“顾满,你怎么这么没出息。”
“……”
顾满大口喘着气,仍觉得呼吸不过来,胸口好像有块石头一样压得她喘不过气,更直不起身。
她双手扶着洗手池,强撑着洗了把脸,胃里早已感觉不到疼痛,似乎已经麻木。
她狠狠拍了拍自己的脸,想用疼痛让自己清醒一点,可无济于事,整个人依旧昏昏沉沉。
顾满瞥见洗手池下方的抽屉,下意识地拉开,里面放的都是一些卫生纸,湿纸巾等卫生用品。
突然,她看见抽屉最里面,有一个小小的刀片。
顾满把刀片拿出来,放在手心端详着,小小的刀片在屋里灯光的照射下反射出银色的微光。
她闭上眼睛,缓缓握住刀片,一点一点用力,直到手心传来一丝痛感。
睁开眼,鲜红的血液顺着手心一滴一滴往下流,在白色洗手台上,几滴红色那么夺目。
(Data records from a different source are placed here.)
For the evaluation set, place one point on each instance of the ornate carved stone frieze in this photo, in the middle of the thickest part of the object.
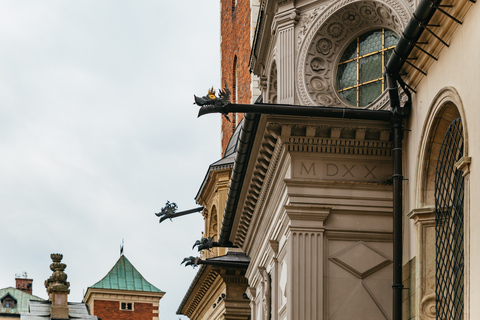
(329, 138)
(322, 36)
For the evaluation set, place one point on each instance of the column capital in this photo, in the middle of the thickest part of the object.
(307, 217)
(426, 214)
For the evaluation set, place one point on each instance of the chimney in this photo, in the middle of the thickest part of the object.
(57, 288)
(24, 284)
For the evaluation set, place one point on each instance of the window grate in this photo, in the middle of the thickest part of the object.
(449, 188)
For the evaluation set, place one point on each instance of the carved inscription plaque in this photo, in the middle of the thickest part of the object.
(342, 170)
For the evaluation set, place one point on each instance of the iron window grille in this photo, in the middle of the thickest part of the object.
(449, 216)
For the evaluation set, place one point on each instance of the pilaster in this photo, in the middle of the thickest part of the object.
(305, 237)
(284, 27)
(424, 219)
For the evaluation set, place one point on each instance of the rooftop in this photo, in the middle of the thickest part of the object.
(22, 300)
(124, 276)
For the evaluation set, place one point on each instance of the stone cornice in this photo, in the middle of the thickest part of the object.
(329, 136)
(285, 19)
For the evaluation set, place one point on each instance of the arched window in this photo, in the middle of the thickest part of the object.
(449, 226)
(360, 70)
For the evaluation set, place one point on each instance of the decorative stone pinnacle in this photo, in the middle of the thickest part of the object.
(57, 288)
(58, 280)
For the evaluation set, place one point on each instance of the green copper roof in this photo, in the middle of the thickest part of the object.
(124, 276)
(22, 300)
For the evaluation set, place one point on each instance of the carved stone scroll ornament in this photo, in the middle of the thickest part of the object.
(324, 33)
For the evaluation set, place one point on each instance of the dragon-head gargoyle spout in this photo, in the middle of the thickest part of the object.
(211, 103)
(167, 212)
(205, 243)
(191, 261)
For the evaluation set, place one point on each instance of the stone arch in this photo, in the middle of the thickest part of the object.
(444, 109)
(322, 37)
(446, 106)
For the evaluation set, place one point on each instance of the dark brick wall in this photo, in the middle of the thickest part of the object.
(110, 310)
(235, 31)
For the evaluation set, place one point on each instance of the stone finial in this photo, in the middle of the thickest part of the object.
(57, 288)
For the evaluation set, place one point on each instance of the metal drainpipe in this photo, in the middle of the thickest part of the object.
(395, 117)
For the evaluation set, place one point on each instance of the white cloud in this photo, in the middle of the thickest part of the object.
(98, 131)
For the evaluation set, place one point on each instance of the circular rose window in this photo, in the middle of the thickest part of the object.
(360, 71)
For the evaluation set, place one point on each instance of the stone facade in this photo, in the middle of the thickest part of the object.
(315, 210)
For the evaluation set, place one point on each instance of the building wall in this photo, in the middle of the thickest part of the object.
(447, 92)
(107, 310)
(235, 52)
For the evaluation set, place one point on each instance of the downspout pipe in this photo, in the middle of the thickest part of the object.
(252, 116)
(414, 29)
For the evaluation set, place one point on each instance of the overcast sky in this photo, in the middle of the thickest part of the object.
(98, 131)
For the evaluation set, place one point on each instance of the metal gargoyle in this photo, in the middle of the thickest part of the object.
(167, 212)
(205, 243)
(211, 102)
(191, 261)
(170, 211)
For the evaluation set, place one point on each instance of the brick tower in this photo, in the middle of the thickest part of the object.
(238, 19)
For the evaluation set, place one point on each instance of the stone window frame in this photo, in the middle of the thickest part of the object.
(445, 106)
(7, 300)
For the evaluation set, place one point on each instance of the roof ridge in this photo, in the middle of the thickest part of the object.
(124, 276)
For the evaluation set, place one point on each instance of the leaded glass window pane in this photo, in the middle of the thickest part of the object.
(371, 42)
(370, 92)
(350, 53)
(387, 55)
(360, 71)
(391, 38)
(347, 75)
(371, 68)
(349, 95)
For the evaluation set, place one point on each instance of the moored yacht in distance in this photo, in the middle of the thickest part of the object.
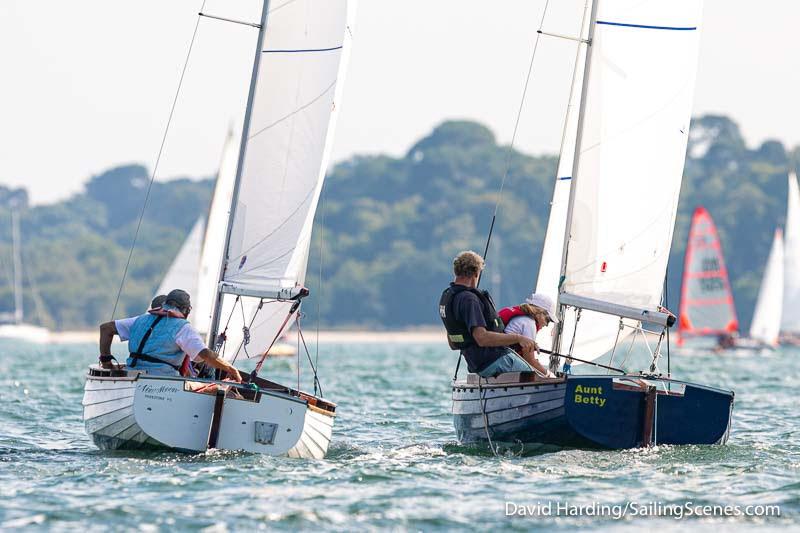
(12, 325)
(790, 317)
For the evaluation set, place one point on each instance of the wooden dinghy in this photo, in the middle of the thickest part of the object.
(253, 258)
(129, 410)
(589, 411)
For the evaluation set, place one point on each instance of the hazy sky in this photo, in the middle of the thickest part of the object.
(88, 84)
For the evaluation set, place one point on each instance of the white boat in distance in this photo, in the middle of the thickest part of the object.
(298, 75)
(12, 325)
(790, 317)
(765, 327)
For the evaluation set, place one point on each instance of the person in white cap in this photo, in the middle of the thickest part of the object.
(526, 319)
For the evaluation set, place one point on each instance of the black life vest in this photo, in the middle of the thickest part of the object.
(458, 334)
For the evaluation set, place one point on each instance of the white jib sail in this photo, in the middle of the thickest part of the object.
(182, 273)
(790, 320)
(293, 114)
(632, 144)
(767, 315)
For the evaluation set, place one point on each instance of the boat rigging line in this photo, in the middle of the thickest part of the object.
(573, 358)
(509, 153)
(158, 160)
(510, 150)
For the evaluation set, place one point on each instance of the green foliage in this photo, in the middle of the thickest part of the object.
(389, 228)
(74, 251)
(392, 226)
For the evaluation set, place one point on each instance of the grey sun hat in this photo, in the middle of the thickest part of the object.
(178, 298)
(545, 302)
(158, 301)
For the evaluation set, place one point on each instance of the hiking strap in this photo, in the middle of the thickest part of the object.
(144, 357)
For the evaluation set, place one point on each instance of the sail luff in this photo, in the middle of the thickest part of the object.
(575, 164)
(212, 331)
(297, 94)
(552, 249)
(182, 272)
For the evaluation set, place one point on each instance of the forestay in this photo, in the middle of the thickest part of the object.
(790, 320)
(767, 315)
(630, 154)
(286, 150)
(706, 298)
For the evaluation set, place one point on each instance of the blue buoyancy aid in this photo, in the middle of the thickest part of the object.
(160, 345)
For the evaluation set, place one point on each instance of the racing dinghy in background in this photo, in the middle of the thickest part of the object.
(606, 250)
(707, 310)
(263, 253)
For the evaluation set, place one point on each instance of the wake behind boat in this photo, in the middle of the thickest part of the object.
(257, 289)
(606, 250)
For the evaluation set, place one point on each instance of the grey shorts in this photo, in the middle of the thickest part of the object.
(509, 362)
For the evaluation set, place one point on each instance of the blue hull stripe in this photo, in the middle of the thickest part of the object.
(302, 50)
(644, 26)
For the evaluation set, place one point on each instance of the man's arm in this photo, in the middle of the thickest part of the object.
(212, 359)
(486, 339)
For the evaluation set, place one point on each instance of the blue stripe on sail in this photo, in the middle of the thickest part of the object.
(647, 27)
(302, 50)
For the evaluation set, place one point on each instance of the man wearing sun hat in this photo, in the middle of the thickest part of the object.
(161, 339)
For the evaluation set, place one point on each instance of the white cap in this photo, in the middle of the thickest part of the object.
(545, 302)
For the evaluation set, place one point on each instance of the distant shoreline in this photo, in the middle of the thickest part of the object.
(415, 336)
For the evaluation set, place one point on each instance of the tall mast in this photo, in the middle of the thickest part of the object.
(575, 165)
(212, 331)
(15, 245)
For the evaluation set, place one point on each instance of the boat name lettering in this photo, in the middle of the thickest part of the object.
(154, 392)
(589, 395)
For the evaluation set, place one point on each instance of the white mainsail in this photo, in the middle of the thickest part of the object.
(593, 325)
(631, 146)
(182, 273)
(790, 320)
(767, 315)
(284, 159)
(210, 260)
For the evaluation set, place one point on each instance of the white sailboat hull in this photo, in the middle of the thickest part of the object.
(25, 332)
(132, 411)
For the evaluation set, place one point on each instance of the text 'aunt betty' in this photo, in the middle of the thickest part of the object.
(589, 395)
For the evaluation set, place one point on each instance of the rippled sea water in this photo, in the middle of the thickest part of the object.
(393, 463)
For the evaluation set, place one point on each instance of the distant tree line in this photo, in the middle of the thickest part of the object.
(389, 228)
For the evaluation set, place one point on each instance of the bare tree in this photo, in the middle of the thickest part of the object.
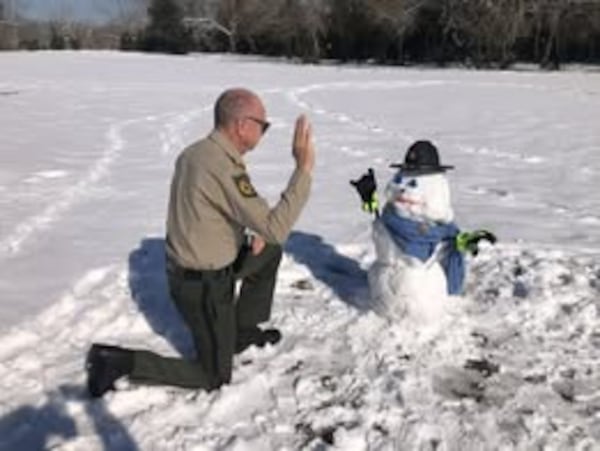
(485, 30)
(397, 17)
(127, 13)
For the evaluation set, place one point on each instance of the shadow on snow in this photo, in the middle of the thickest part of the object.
(38, 427)
(343, 275)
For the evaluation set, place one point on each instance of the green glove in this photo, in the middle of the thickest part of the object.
(469, 241)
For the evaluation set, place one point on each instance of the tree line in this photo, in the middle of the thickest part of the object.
(477, 33)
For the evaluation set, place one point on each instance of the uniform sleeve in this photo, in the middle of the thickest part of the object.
(252, 211)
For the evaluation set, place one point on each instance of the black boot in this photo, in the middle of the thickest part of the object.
(255, 336)
(104, 365)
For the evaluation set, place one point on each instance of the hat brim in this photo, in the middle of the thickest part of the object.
(421, 170)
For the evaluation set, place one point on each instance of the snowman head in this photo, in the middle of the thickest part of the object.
(424, 197)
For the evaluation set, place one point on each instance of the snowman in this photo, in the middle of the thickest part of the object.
(419, 250)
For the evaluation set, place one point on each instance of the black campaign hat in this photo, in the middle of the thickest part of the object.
(421, 158)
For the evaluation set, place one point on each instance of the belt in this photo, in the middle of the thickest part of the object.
(193, 274)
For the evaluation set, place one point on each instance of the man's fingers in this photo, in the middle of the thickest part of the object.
(300, 131)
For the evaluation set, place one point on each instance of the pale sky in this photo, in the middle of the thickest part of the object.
(93, 10)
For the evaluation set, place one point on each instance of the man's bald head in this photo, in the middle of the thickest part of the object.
(235, 104)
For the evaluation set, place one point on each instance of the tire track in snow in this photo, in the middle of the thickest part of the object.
(29, 228)
(170, 137)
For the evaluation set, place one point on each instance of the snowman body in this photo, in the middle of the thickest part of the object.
(403, 285)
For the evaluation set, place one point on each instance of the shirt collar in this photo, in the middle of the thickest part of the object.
(224, 143)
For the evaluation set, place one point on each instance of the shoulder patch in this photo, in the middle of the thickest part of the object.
(244, 186)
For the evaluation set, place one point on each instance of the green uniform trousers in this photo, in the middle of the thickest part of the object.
(206, 302)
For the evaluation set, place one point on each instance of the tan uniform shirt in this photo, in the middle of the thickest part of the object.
(212, 202)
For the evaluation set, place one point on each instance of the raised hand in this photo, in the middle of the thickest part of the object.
(303, 148)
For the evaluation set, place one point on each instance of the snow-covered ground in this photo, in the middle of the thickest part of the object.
(87, 147)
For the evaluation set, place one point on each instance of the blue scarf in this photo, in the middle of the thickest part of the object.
(420, 240)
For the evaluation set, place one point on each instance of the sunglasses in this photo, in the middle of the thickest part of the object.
(264, 125)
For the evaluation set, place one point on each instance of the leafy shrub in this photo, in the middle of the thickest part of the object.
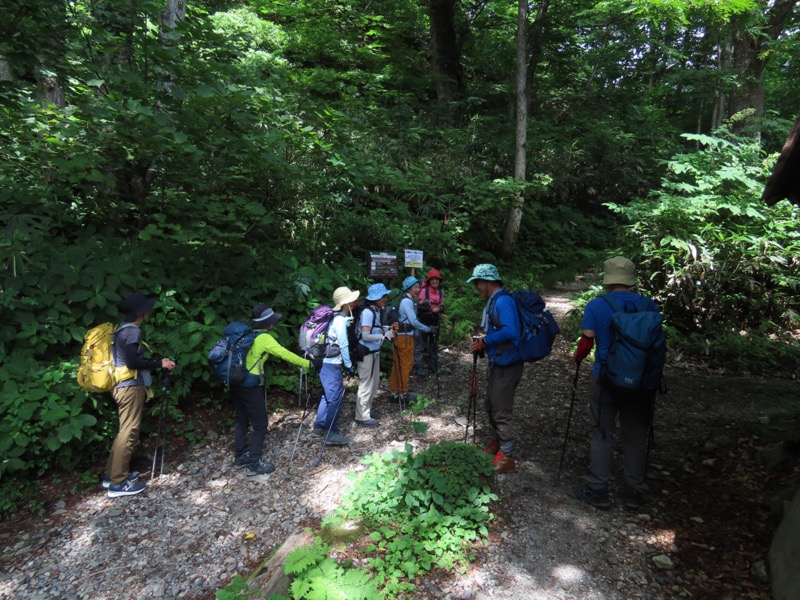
(425, 509)
(709, 251)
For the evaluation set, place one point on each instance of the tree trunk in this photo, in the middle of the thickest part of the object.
(749, 62)
(445, 57)
(174, 13)
(514, 217)
(535, 44)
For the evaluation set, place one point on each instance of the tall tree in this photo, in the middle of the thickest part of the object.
(514, 217)
(752, 34)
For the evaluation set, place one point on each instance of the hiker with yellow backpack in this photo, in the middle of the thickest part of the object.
(114, 360)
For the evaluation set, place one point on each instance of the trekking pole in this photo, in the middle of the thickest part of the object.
(305, 414)
(165, 385)
(472, 407)
(330, 427)
(569, 418)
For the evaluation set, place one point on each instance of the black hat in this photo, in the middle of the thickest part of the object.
(136, 305)
(264, 316)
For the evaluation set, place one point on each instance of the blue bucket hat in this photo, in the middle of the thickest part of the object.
(485, 272)
(376, 291)
(409, 282)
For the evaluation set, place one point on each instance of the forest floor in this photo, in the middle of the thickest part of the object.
(705, 535)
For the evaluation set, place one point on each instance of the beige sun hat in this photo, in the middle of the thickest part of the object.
(619, 271)
(344, 295)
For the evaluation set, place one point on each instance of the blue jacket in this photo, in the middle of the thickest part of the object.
(501, 323)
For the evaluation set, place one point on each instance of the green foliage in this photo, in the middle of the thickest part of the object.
(716, 258)
(315, 576)
(425, 509)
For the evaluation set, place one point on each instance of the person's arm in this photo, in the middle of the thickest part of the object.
(507, 319)
(266, 343)
(133, 360)
(409, 316)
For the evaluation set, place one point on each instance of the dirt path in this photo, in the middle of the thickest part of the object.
(704, 536)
顾满另一只手摸着台子上的鲜血,弄得满手都是。
顾满看着两只手,忽然就笑了。
她觉得自己现在好像也没那么难过了。
这时,一个同事进了洗手间,看见顾满手上的鲜血,顿时懵了,连忙问她怎么回事。
顾满说不小心割伤了,同事也没多想,从单位的医药箱里拿了纱布给顾满简单包扎。
……
下班后,顾满不想坐地铁,一是因为天气预报说今天有雪,她想看看。二是她整个人有些头晕,正值下班高峰期,她和那么多人一起去挤地铁,想想就觉得自己不能呼吸。